Nicolaï représente Marie habillée somptueusement comme les impératrices de l’époque : robe bleue et tunique rouge. Elle est l’aboutissement du salut attendu, comme un point culminant de l’humanité, bénie entre toutes les femmes, la mère de Dieu. la théotokos. L’inscription au dessus de l’âne nous le rappelle.
Sur son front et ses épaules, une croix : dès la naissance du Sauveur, la Vierge Marie est associée à la croix de son Fils.
Sa main droite montre l’enfant Jésus. Sa main gauche est levée : geste de la prière. Marie est la première des orantes. Nous lui demandons souvent de « prier pour nous ». Cette main levée est aussi le geste de l’attestation : cet enfant qu’elle montre est bien le Fils de Dieu fait homme.
L’ENFANT JÉSUS
Cette représentation de l’enfant Jésus est plus théologique et spirituelle que réaliste.
Jésus : Fils de Dieu, Sauveur.
Cet enfant sauvera le monde par sa croix glorieuse, peinte sur son auréole dorée.
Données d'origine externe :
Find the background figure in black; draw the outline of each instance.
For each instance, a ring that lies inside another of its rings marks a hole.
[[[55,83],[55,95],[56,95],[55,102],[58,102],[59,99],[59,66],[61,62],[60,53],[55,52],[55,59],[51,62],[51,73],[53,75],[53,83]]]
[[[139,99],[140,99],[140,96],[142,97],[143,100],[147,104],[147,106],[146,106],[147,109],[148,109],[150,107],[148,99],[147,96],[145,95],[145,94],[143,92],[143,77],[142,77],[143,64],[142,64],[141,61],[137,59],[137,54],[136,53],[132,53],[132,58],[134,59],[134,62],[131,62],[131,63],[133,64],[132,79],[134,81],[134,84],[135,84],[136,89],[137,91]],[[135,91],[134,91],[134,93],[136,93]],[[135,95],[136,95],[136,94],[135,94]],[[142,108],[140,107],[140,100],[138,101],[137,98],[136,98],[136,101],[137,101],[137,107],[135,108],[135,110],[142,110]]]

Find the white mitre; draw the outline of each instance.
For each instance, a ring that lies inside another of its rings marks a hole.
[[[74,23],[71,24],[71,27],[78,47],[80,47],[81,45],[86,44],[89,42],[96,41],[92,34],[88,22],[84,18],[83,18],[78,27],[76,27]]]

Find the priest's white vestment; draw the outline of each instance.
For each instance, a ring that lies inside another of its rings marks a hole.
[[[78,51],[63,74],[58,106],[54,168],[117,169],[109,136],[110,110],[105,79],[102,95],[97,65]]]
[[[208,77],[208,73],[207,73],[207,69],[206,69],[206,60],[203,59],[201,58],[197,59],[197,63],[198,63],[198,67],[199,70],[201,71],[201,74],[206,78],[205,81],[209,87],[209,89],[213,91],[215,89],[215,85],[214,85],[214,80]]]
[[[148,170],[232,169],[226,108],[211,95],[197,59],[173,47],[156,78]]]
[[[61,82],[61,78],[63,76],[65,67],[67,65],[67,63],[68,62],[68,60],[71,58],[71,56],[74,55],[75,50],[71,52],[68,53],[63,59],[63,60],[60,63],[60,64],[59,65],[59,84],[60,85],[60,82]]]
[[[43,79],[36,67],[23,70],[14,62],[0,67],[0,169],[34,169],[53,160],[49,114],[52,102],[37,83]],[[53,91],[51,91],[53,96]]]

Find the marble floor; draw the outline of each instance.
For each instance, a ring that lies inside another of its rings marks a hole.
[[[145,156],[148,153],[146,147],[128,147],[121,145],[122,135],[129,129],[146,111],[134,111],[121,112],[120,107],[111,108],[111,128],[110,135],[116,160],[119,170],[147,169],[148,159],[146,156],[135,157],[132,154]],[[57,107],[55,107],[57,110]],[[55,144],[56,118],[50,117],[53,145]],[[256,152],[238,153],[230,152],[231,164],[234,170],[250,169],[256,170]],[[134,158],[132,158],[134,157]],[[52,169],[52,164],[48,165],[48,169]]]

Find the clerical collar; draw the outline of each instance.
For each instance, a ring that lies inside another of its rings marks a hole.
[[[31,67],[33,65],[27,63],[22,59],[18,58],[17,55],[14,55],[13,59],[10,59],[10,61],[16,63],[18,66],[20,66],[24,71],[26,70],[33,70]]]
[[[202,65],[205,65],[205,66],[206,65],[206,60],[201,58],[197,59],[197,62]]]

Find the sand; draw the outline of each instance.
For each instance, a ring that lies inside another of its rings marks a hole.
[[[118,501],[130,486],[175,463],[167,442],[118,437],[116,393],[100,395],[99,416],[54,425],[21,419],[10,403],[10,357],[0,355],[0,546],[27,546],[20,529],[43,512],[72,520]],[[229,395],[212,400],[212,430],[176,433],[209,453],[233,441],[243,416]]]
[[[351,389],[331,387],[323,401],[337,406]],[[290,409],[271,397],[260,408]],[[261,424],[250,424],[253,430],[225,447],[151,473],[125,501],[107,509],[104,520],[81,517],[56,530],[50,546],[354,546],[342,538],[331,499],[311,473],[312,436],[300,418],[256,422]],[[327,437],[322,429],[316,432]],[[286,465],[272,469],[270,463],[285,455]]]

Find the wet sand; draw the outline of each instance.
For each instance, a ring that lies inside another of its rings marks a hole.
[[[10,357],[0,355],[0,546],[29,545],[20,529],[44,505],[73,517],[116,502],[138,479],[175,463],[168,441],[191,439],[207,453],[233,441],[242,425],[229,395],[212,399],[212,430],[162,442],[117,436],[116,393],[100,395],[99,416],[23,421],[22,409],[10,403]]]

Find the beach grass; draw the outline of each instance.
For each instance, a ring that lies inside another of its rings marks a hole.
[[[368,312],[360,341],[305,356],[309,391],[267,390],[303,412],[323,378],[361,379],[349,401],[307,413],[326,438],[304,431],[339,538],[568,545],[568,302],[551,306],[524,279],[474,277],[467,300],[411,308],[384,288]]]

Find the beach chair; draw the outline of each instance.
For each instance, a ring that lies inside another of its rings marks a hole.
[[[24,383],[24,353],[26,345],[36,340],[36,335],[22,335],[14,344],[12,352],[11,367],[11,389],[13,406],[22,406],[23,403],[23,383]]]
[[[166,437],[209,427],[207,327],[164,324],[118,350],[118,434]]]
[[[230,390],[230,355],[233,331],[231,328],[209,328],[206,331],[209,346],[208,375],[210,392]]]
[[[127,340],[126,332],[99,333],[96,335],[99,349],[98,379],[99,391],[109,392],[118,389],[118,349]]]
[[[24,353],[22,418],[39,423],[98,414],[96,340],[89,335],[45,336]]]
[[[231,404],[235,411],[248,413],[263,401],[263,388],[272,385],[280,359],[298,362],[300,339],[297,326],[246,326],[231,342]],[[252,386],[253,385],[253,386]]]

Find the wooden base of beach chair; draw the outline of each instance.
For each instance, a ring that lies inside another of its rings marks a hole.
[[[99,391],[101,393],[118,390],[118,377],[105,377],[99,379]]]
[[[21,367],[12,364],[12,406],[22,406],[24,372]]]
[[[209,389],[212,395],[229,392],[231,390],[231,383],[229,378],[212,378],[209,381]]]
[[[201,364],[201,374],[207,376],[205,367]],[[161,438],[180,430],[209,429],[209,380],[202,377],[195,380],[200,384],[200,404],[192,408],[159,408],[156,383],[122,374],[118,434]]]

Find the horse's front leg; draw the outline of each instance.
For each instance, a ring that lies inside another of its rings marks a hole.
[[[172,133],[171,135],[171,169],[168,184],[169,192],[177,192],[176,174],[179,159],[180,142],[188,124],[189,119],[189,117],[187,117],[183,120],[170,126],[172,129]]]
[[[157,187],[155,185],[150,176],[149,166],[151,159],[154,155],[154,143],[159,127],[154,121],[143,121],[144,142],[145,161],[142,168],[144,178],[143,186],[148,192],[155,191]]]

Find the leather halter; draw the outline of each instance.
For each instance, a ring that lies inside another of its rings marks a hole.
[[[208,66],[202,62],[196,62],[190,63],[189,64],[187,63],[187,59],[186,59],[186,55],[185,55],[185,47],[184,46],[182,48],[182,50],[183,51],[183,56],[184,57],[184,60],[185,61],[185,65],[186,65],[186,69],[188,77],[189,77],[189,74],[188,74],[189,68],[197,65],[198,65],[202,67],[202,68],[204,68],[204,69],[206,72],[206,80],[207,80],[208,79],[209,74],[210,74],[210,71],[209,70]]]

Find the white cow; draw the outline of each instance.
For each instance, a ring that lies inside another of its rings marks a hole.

Son visage n’est pas celui d’un nouveau-né ni même d’un adulte mais plutôt celui d’un adolescent. Pensons à l’épisode de Jésus à douze ans, au temple de Jérusalem, assis au milieu des docteurs les écoutant et les interrogeant. Sa réponse à Marie : « Je dois être aux choses de mon Père » (Luc 2,49), confirme son identité de Fils de Dieu et de Sauveur du monde.
Jésus : pain de vie
Dans le récit évangélique, Luc raconte que Marie déposa son enfant dans une mangeoire. (Luc 2,7). Celle peinte par Greschny est déjà la pierre tombale où son corps sera déposé, mais aussi l’autel sur lequel il se rend présent lors de la célébration de toute eucharistie.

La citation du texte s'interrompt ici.